# Solved: No sound on home theater system.



## Danaconda (Oct 17, 2008)

We got a new TV yesterday. I got everything hooked back up and tried to play a movie. There is picture but no sound. I tried out several different DVDs and CDs but still nothing.

I've got an older Kenwood HBIT system (probably 5 years old or so). The DVD player is a Sony 5 disc changer that's 2 or 3 years old.

Setup is like this:

Optical cable from the Optical Out on the DVD player to the CD/DVD Optical In on the receiver. 

Coaxial from the Line Out Video on the DVD player to the CD/DVD In on the receiver.

Coaxial from the Video 1 Out of the receiver to the Video In on the TV.

I tried the setup test on the receiver and got white noise on all speakers.
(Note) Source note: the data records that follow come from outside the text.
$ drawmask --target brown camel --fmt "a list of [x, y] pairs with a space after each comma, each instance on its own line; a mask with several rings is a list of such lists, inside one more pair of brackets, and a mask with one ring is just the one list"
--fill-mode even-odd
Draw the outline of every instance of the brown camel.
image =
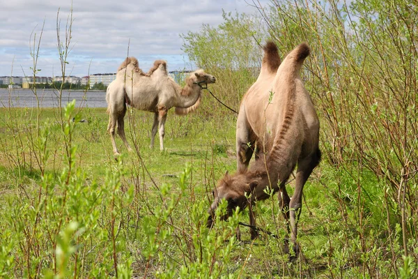
[[119, 154], [115, 142], [116, 125], [119, 136], [127, 149], [132, 150], [123, 127], [127, 103], [138, 110], [154, 112], [150, 147], [154, 146], [154, 139], [160, 126], [160, 149], [163, 150], [164, 124], [169, 110], [175, 107], [177, 114], [194, 111], [200, 104], [201, 84], [215, 82], [214, 76], [203, 70], [197, 70], [186, 78], [185, 86], [182, 88], [169, 76], [166, 61], [155, 61], [149, 72], [144, 73], [139, 68], [136, 58], [127, 58], [119, 66], [116, 79], [109, 84], [106, 93], [109, 114], [107, 130], [110, 133], [114, 153]]
[[[302, 43], [280, 63], [277, 47], [268, 42], [261, 70], [243, 98], [237, 121], [238, 172], [222, 179], [213, 191], [207, 225], [212, 227], [215, 210], [222, 199], [228, 202], [226, 219], [236, 207], [249, 209], [251, 239], [257, 236], [254, 201], [268, 198], [266, 189], [279, 190], [282, 213], [291, 227], [291, 241], [296, 256], [297, 220], [302, 209], [303, 187], [320, 160], [319, 120], [300, 72], [309, 47]], [[255, 149], [254, 149], [255, 146]], [[254, 151], [256, 162], [247, 169]], [[291, 199], [286, 183], [297, 167], [295, 192]], [[248, 198], [249, 197], [249, 198]], [[239, 237], [239, 231], [237, 232]], [[287, 238], [286, 238], [287, 239]], [[289, 252], [288, 241], [284, 250]]]

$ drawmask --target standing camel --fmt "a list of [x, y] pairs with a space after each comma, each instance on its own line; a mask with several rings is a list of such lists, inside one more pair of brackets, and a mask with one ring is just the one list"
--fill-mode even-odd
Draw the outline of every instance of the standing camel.
[[215, 83], [215, 80], [214, 76], [197, 70], [186, 78], [185, 86], [182, 88], [169, 76], [166, 61], [155, 61], [148, 73], [144, 73], [139, 68], [136, 58], [127, 58], [119, 66], [116, 79], [109, 84], [106, 93], [109, 113], [107, 130], [110, 133], [114, 153], [119, 154], [115, 142], [116, 125], [119, 136], [127, 149], [132, 150], [123, 127], [126, 104], [140, 110], [154, 112], [150, 147], [154, 147], [154, 139], [160, 126], [160, 149], [163, 150], [164, 124], [169, 110], [175, 107], [177, 114], [194, 111], [200, 104], [201, 84]]
[[[226, 173], [213, 191], [215, 199], [208, 211], [207, 225], [212, 227], [215, 210], [221, 199], [225, 199], [227, 213], [221, 219], [226, 219], [236, 207], [242, 210], [248, 206], [253, 226], [251, 236], [254, 239], [258, 234], [254, 202], [268, 198], [268, 188], [272, 193], [279, 190], [281, 209], [288, 233], [290, 219], [291, 241], [297, 257], [297, 220], [303, 187], [320, 160], [319, 120], [300, 75], [310, 50], [302, 43], [281, 64], [274, 43], [268, 42], [264, 51], [260, 75], [244, 96], [237, 120], [238, 172], [233, 175]], [[254, 146], [256, 162], [248, 168]], [[291, 199], [285, 185], [296, 165], [295, 192]], [[287, 238], [284, 250], [289, 252]]]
It is set up exactly like it was on the old TV, which had a movie play just a day or two before. The only thing missing is a DVD/video tape player, but that was connected directly to the TV. 

Any ideas of what might be wrong?


----------



## lawson_jl (Aug 3, 2008)

Check to be sure the optical out on the DVD player is turn on in it's menu.


----------



## Danaconda (Oct 17, 2008)

lawson_jl said:


> Check to be sure the optical out on the DVD player is turn on in it's menu.


Strange. I went to check this and it was working from the minute I turned it on. Thanks for the help.


----------